Seit 25 Jahren hat ihre Familie nicht gefeiert, und nun sollen sechshundert Gäste kommen. Was das wohl werden wird? Wie sich das anfühlen wird für Leyla Kellecioglu, die 44-jährige Frau in Schwandorf? Aber endlich gibt es wieder einen fröhlichen Anlass. Ihr jüngerer Sohn hat eine Frau gefunden. Er will sie heiraten, und weil es eine türkische Hochzeit ist, werden viele Verwandte erwartet. Aber ein bisschen geht es auch darum, mit dem Fest einen Schatten zu vertreiben.

Diesen Schatten sieht man Leyla Kellecioglu nicht an. Mit ihrem Mann und den drei Kindern lebt sie in einem Einfamilienhaus mit Garten und Teich. Leyla Kellecioglu sitzt im Wohnzimmer. Es ist still, die Tochter ist in der Schule, ihre beiden Söhne und der Mann arbeiten. Die Nachbarschaft in der bayerischen Kreisstadt ist deutsch. In einem Mehrfamilienhaus mit vielen türkischen Klingelschildern wollte sie nie mehr wohnen, sagt sie.

Manchmal sind Klingelschilder ein Verhängnis.

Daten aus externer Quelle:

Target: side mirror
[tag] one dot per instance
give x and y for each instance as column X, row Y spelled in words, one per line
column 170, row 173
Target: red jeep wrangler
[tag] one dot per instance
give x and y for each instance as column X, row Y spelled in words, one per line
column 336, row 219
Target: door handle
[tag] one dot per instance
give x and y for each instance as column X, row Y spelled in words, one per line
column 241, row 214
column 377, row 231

Wie an jenem 17. Dezember 1988, als Leyla Kellecioglu weit nach Mitternacht in der Küche ihrer Wohnung saß. Gleich wollte sie sich schlafen legen, zu ihrem Mann und ihrem einjährigen Sohn. Dann heulten die Sirenen. Erst leise, dann immer lauter, bis sie ganz nah waren. „Es brennt!“, rief ein Junge von der Straße. „Leyla, das Haus deiner Eltern brennt!“

Sie hörte, aber begriff die Worte nicht. Ein Klopfen riss sie aus ihrer Erstarrung, jemand stand vor der Tür. Sie stand auf, schlüpfte benommen in Schuhe, warf sich einen Mantel über, und wie sie das heute wieder erzählt, erscheint es, als sei es eben erst geschehen. Es war der Schwager, der im selben Haus wohnte und der nun an ihre Tür schlug. Gemeinsam rannten sie hinaus in die Winternacht. Leyla Kellecioglu spürte die eisige Kälte. Sie atmete schwer, sie war im sechsten Monat schwanger. Hinter ihr, an einer Hauswand, klebte ein Aufkleber, ein Hakenkreuz, „Türken raus!“.

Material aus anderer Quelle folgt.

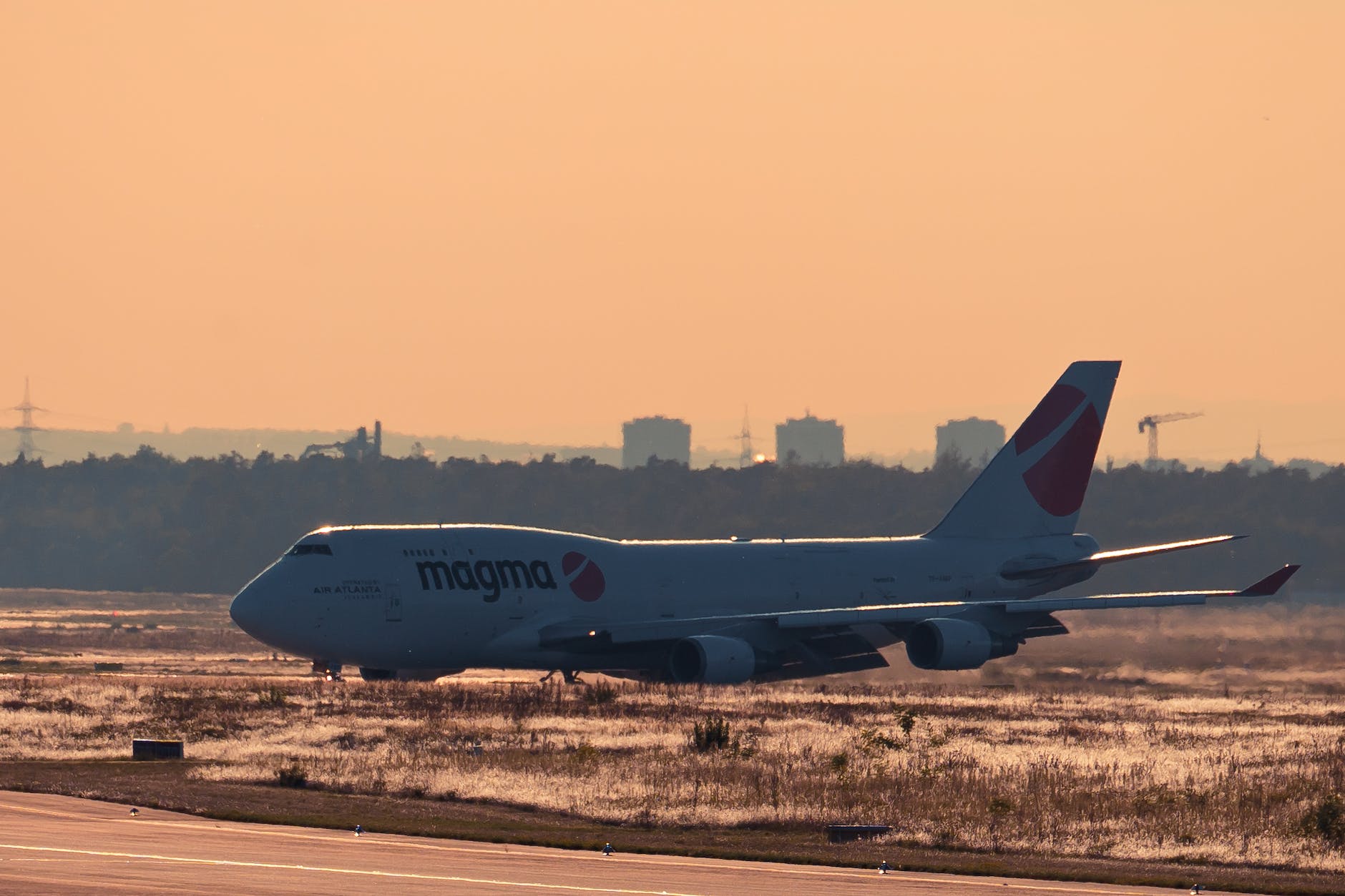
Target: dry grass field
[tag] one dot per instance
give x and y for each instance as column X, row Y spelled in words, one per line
column 1203, row 737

Die Waise Leyla Kellecioglu.
Die Waise Leyla Kellecioglu.Foto: Faschingbauer

Das Haus ihrer Eltern lag nur zwei Straßenecken entfernt. Sie blieb stehen, erstarrt von dem, was sie sah: Flammen schlugen aus den Fenstern, schwarzer Rauch quoll aus dem Dach. Zwei Menschen hielten sich am Fenstersims fest, erster Stock, ließen sich in die Hände von Helfern fallen. Eine Familie mit zwei Kindern stieg über eine Drehleiter aus dem brennenden Gebäude. Wo sind meine Eltern? Mein Bruder? Leyla Kellecioglu schrie. Rettet meine Familie! Die bewohnte drei Zimmer im zweiten Stock, in denen es ebenfalls loderte. Sie hielt ihre Hand schützend vor die Augen. Ein Sanitäter schickte sie weg, es sei gefährlich, auch für das Ungeborene.

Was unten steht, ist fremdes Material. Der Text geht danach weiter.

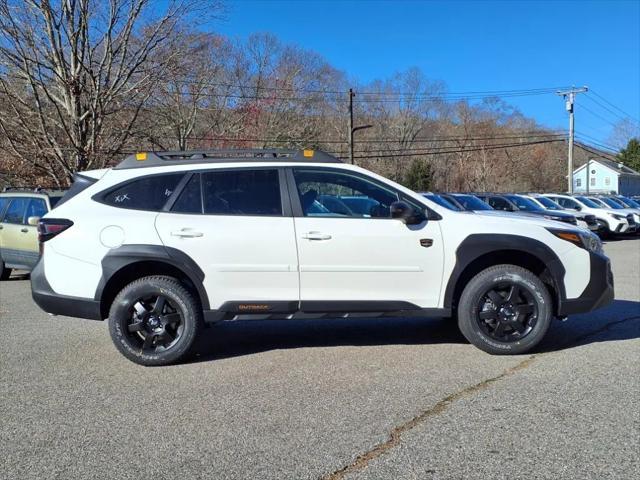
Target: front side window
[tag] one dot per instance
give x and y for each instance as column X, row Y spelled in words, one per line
column 147, row 193
column 241, row 192
column 499, row 203
column 4, row 201
column 37, row 208
column 326, row 193
column 16, row 210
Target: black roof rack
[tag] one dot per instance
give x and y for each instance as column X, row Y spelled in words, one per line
column 157, row 159
column 44, row 190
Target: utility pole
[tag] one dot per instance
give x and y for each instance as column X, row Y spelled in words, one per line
column 570, row 96
column 351, row 94
column 353, row 129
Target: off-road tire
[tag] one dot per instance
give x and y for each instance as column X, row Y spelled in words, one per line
column 186, row 305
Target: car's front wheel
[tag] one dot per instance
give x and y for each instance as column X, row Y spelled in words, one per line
column 505, row 310
column 154, row 321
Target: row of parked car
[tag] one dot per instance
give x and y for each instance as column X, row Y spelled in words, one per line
column 607, row 215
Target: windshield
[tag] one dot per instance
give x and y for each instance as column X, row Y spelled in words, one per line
column 443, row 202
column 611, row 203
column 469, row 202
column 524, row 203
column 589, row 203
column 548, row 203
column 632, row 203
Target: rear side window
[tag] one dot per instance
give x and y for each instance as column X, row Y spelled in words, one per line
column 37, row 208
column 147, row 193
column 15, row 211
column 4, row 201
column 190, row 199
column 241, row 192
column 80, row 183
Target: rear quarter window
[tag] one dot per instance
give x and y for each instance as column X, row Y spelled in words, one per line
column 147, row 193
column 16, row 210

Vier Menschen sind bei dem Brand erstickt, man fand sie später in den Trümmern: Osman und Fatma Can, 50 und 44, deren Sohn Mehmet, 12, und der Deutsche Jürgen Hübener, 47. Zwölf weitere Bewohner konnten aus den Flammen gerettet werden, manche schwer verletzt. Später wird es heißen, dass ein Funke aus einem der Öfen gesprungen sei und den Brand verursacht habe. Doch die Kriminalpolizei verfolgt bald eine andere Spur. In Schwandorf wird Josef Saller festgenommen, ein stadtbekannter Neonazi.